In both projects we will analyse modern and industrially relevant catalytic organic reactions such as olefin metathesis,[3] aminocatalytic enantioselective alpha-chlorination of aldehydes[4] and phase-transfer catalytic enantioselective reactions (e.g. synthesis of atropisomeric biaryls[5]).
The design of the reactors will be led by Dr Julien Landel; the test and application of the devices on real cases will be led by Dr Jordi Bures.
[1] Valera, F. E. et al. Angew. Chem. Int. Ed. 2010, 2478.
[2] Chapman M. R. et al. Angew. Chem. Int. Ed. 2018, 10535.
[3] Ogba, O. M. et al. Chem. Soc. Rev. 2018, 4510.
[4] Bures et al. J. Am. Chem. Soc. 2012, 6741.
[5] Jolliffe, J.D. et al. Nature Chem. 2017, 558.

iCAT will work with industry partners to create an holistic approach to the training of students in biocatalysis, chemocatalysis, and their process integration. Traditional graduate training typically focuses on one aspect of catalysis and this approach can severely restrict innovation and impact.
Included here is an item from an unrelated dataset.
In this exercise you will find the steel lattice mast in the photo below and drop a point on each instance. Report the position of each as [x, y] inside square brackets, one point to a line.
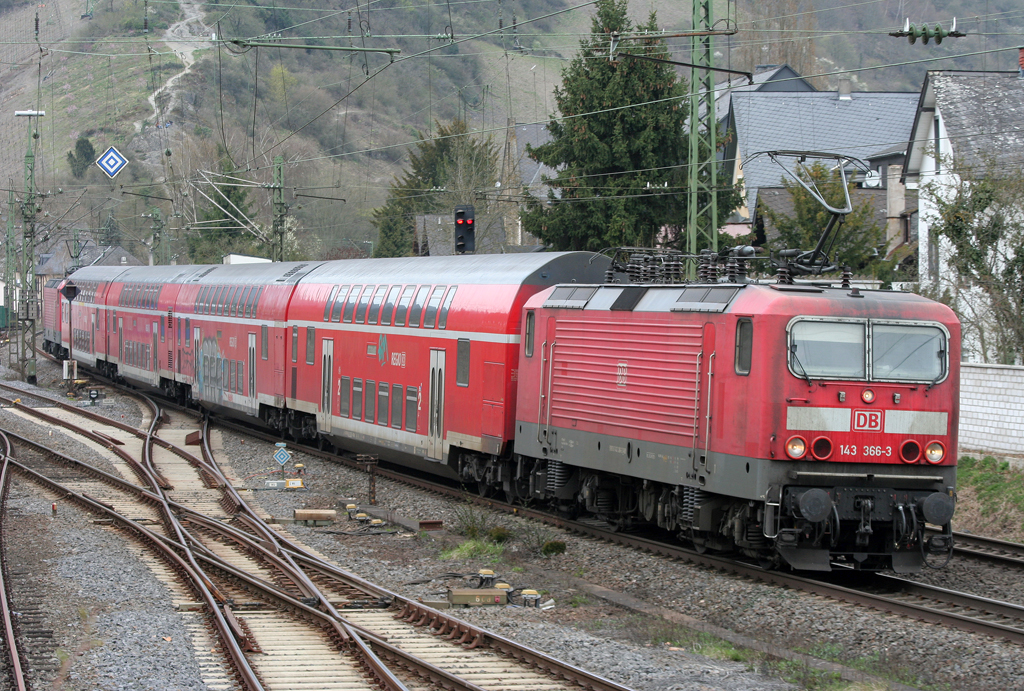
[702, 207]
Advances in technology and fundamental reaction discovery are rendering this silo-approach obsolete, and a new training modality is needed to produce the next generation of chemists and engineers who can operate across a far broader chemical continuum. iCAT will meet this challenge with a state-of-the-art CDT, equipping the next generation of scientists and engineers with the skills needed to develop future catalytic processes and create the functional molecules of tomorrow.

The UK has one of the world's top-performing chemical industries, achieving outstanding levels of growth, exports, productivity and international investment. The UK's chemical industry is a significant provider of jobs and creator of wealth, with a turnover in excess of £50 billion and a contribution of over £15 Billion of value to the UK economy [2015 figures]. iCAT will deliver highly skilled people to lead this industry across its various sectors, achieving impact through the following actions:

1. Equip the next generation of science and engineering leaders with the interdisciplinary skills and knowledge needed to work across the bio and chemo catalytic remit and build the functional molecules we need to structure society.

2. Provide a highly skilled workforce and research base, skilled in the latest methodologies, strategies and techniques of catalysis and engineering that is crucial for the UK's Chemical Industry.

3. Build the critical mass necessary to support effective cohort-based training in a world-class research environment.

4. Develop and disseminate new catalytic technologies and processes that will be taken up by industrial and academic teams around the world.

5. Encourage Industry to promote research challenges within the CDT that are of core relevance to their business.

6. Provide cohesion in the integration of biocatalysis, engineering and chemocatalysis to create a more unified voice for strategic dialogue with industry, funders and policy makers, and more generally outreach and public engagement.

7. Draw-in and bring together Industrial partners to facilitate future Industrial collaborations.

8. Benefit Industrial scientists through interactions with the CDT (e.g. training and supervisory experience, exposure to cutting-edge synthesis and catalysis etc).

9. Link with other activities in the landscape: bringing unique expertise in catalysis to, for example, externally-funded University-led initiatives, EPRSC Grand Challenge Networks, and the National Catalysis Hub.